プラネタリウム班は、学園祭で上映されるプラネタリウムの機器の改良・修理や、プラネタリウムドームの改良を主な活動としています。プラネタリウムは天文気象部の学園祭でも重要なものとなるので、 大切な役割を担っています。ここでは、当部活で使われているプラネタリウムの仕組みや機器の改良・修理の様子を説明します。

ドームの仕組みと改良

今のドームは、回転数が多く強い送風機で与圧をかけて膨らませています(=エアードー ム)。これは下の部分が円柱形で、上が半球の形のものを使用しています。

ドームの材料には、ターポリンという遮光性・不燃性・耐久性のある、大変優れた素材を使っています。ただ、これにも欠点があり、優れた素材であるからこそ、かなり重たいのです。中には、もっと軽い素材を使えば良いのでは?と思う方も多いと思いますが、プラネタリウムには、電気が使われているので、いつショートや漏電などの故障が起 きるかわかりません。お客様やスタッフの安全性を考えると、不燃性のあるものでないといけないのです。

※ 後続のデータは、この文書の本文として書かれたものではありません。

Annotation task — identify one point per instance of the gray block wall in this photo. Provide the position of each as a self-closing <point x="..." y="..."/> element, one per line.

ドームの入り口は、チャックになっています。一昨年度の夏に故障したため、新しいものに交換しました。 現在は、ドームの軽量化について検討しています。

投影機の仕組みと改良

(1)投影の仕組み
恒星球は、球に穴を開けて、中にある電灯によって星を投影します。電球のフィラメントの形が星の形として映るので、フィラメントが短い特殊な電球を使っています。 投影したい場所の緯度によって北極星の方向を合わせます。

(2)恒星球(旧型)について
恒星球(旧型)の球には紙質の地球儀を使用しています。架台には中古の赤道儀を使い、回転させています。しかし、この球ですが、老朽化が進んでおり、表面に亀裂が入っており、中の電灯も断線などの故障が多くなったため、新しいものの製作を行いました。

(3)新型恒星球の製作
①素材選び
素材には、プラスチック製の地球儀を選びました。プラスチック製でもアクリルでは割れやすいので、耐衝撃性ポリエチレン(ハイインパクトスチロール製)を使っています。直径は30cmです。
②星図データの作成
星のある位置を地球儀上に座標として表すのに、赤経赤緯があります。インターネット上にいくつか明るさの等級とともに載せているページがあるので、そこを元に作成します。
③座標打ち
②の座標を地球儀上に打ちます。大変な作業です。等級ごとに色を変えます。
④地球儀内部の遮光
反射を防止するために地球儀内部を黒インクで塗ります。
⑤穴開け
③でプロットしたところに等級ごとに穴の大きさを決め、穴を開けます。
⑥架台作製
恒星球を回すための架台を作ります。イレクターで組むことにしました。地球儀側にも穴を開け、イレクタージョイントとの間にベアリングをつけて回るようになれば完成です。イレクタージョイントに塩ビパイプを取り付け、パイプの先にソケットと電球をつけます。この時に電球のフィラメントが球の中心になるようにします。
⑦完成
しっかりと星座の形が見えて映れば成功です。

そのほかの活動

学園祭や新入生歓迎などで発表するので、天文気象部部員は全員プラネタリウムを発表できるよう普段から練習します。そのときプラネタリウムを後輩に教えたり、発表用の原稿を作製したりしています。面白い内容をお客様に提供できるように日々改良を重ねております。